There’s a clinical need to better understand the metastatic process and how metastasis is influenced by the environment of cells around a tumor.
Celina Kleer, M.D.
An intriguing observation
A few years ago, during an analysis of cells from breast cancer patients whose cancer had metastasized, Maria Gonzalez, M.S., a senior researcher in the Kleer lab and one of the study’s lead authors, discovered a population of cancer cells that had evidence of other cells inside them.
“The way it started was really interesting,” Kleer says. “We isolated mesenchymal stem cells and cultured them together with breast cancer cells to see what properties were induced or inhibited.
“And when we did flow cytometry, we consistently found that there was this small population of cells that had features of both types of cells,” she says.
The mesenchymal stem cells had been labeled to glow red and the breast cancer cells made to fluoresce green.
“We were surprised to see a hybrid cell population that turned yellow and decided to investigate the biology behind this experimental observation,” she says.
Biologists and engineers team up
This led to further experiments to study what was happening in detail and how it affected the cancer cells’ aggressiveness.
The cancer researchers teamed up with scientists from the U-M College of Engineering — including research scientist Yu-Chih Chen, Ph.D., the other lead author of the study, and Euisik Yoon, Ph.D., professor of electrical engineering and computer science and of biomedical engineering — to develop a microfluidic device, sometimes called a lab-on-a-chip, that would allow them to isolate and study the hybrid cells.
The device allowed researchers to pair a single breast cancer cell and a single mesenchymal-stem cell, and directly observe the engulfment process. The approach also allowed for the selective isolation of cells for additional analysis, Chen says.

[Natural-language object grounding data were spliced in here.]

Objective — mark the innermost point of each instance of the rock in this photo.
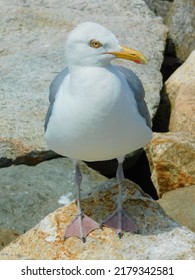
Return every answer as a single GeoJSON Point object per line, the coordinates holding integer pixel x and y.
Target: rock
{"type": "Point", "coordinates": [7, 235]}
{"type": "Point", "coordinates": [157, 236]}
{"type": "Point", "coordinates": [28, 193]}
{"type": "Point", "coordinates": [180, 88]}
{"type": "Point", "coordinates": [159, 7]}
{"type": "Point", "coordinates": [181, 23]}
{"type": "Point", "coordinates": [179, 204]}
{"type": "Point", "coordinates": [172, 160]}
{"type": "Point", "coordinates": [32, 52]}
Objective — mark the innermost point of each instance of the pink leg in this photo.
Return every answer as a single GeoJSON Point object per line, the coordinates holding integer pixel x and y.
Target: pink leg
{"type": "Point", "coordinates": [119, 220]}
{"type": "Point", "coordinates": [82, 225]}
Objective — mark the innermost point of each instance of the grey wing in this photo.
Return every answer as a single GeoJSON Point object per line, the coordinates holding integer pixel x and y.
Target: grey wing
{"type": "Point", "coordinates": [137, 88]}
{"type": "Point", "coordinates": [53, 89]}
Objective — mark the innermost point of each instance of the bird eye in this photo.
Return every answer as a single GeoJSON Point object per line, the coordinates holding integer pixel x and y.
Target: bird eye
{"type": "Point", "coordinates": [95, 44]}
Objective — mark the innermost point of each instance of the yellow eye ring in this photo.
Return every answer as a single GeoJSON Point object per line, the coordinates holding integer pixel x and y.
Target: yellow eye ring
{"type": "Point", "coordinates": [95, 44]}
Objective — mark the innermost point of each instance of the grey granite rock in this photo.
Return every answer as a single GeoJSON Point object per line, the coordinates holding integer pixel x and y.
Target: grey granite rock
{"type": "Point", "coordinates": [28, 193]}
{"type": "Point", "coordinates": [181, 22]}
{"type": "Point", "coordinates": [179, 204]}
{"type": "Point", "coordinates": [159, 237]}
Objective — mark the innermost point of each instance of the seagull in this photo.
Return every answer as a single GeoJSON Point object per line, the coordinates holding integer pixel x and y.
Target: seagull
{"type": "Point", "coordinates": [97, 112]}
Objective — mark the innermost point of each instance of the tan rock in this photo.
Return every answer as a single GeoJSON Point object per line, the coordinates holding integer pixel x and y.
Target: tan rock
{"type": "Point", "coordinates": [156, 239]}
{"type": "Point", "coordinates": [7, 235]}
{"type": "Point", "coordinates": [180, 88]}
{"type": "Point", "coordinates": [180, 205]}
{"type": "Point", "coordinates": [172, 160]}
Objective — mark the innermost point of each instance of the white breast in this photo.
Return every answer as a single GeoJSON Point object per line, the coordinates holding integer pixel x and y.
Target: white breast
{"type": "Point", "coordinates": [96, 118]}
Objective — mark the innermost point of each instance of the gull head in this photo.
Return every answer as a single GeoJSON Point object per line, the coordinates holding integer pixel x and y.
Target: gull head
{"type": "Point", "coordinates": [91, 44]}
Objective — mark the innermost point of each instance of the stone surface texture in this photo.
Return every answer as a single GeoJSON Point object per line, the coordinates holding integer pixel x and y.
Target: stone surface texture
{"type": "Point", "coordinates": [181, 22]}
{"type": "Point", "coordinates": [179, 204]}
{"type": "Point", "coordinates": [29, 193]}
{"type": "Point", "coordinates": [172, 160]}
{"type": "Point", "coordinates": [180, 88]}
{"type": "Point", "coordinates": [159, 237]}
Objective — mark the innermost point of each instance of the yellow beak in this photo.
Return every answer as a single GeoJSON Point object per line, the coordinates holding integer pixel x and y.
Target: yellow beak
{"type": "Point", "coordinates": [130, 54]}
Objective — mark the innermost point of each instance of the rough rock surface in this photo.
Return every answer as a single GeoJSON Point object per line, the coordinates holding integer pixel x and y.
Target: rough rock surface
{"type": "Point", "coordinates": [6, 236]}
{"type": "Point", "coordinates": [179, 204]}
{"type": "Point", "coordinates": [32, 52]}
{"type": "Point", "coordinates": [159, 7]}
{"type": "Point", "coordinates": [29, 193]}
{"type": "Point", "coordinates": [180, 88]}
{"type": "Point", "coordinates": [181, 23]}
{"type": "Point", "coordinates": [172, 160]}
{"type": "Point", "coordinates": [157, 236]}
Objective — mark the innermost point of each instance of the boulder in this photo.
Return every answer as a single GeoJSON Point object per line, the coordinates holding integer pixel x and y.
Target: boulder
{"type": "Point", "coordinates": [159, 7]}
{"type": "Point", "coordinates": [181, 23]}
{"type": "Point", "coordinates": [180, 88]}
{"type": "Point", "coordinates": [172, 160]}
{"type": "Point", "coordinates": [7, 235]}
{"type": "Point", "coordinates": [29, 193]}
{"type": "Point", "coordinates": [32, 53]}
{"type": "Point", "coordinates": [156, 239]}
{"type": "Point", "coordinates": [179, 204]}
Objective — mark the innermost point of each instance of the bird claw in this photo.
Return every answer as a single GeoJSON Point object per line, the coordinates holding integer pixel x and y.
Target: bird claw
{"type": "Point", "coordinates": [120, 222]}
{"type": "Point", "coordinates": [80, 227]}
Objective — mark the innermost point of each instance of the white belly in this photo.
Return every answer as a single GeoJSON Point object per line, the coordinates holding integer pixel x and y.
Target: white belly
{"type": "Point", "coordinates": [96, 124]}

Research showed these mesenchymal-stem-cell-eating cancer cells developed significant changes in the genes they expressed, including several known to be involved in metastasis, Kleer notes. And in mouse models, the hybrid cells led to much more extensive metastasis than non-cell-engulfing control cells.
“These findings reveal how the direct interaction of cancer cells with mesenchymal stem cells can lead to the development of aggressive cancer,” Kleer says.
“Not only does this open up new avenues to study the underlying biological mechanisms, but the microfluidic chip and method we’ve developed could be the starting point for a clinical test to help determine the likelihood that a breast cancer patient’s tumor will metastasize,” she says.
U-M has filed for patent protection on the microfluidic device.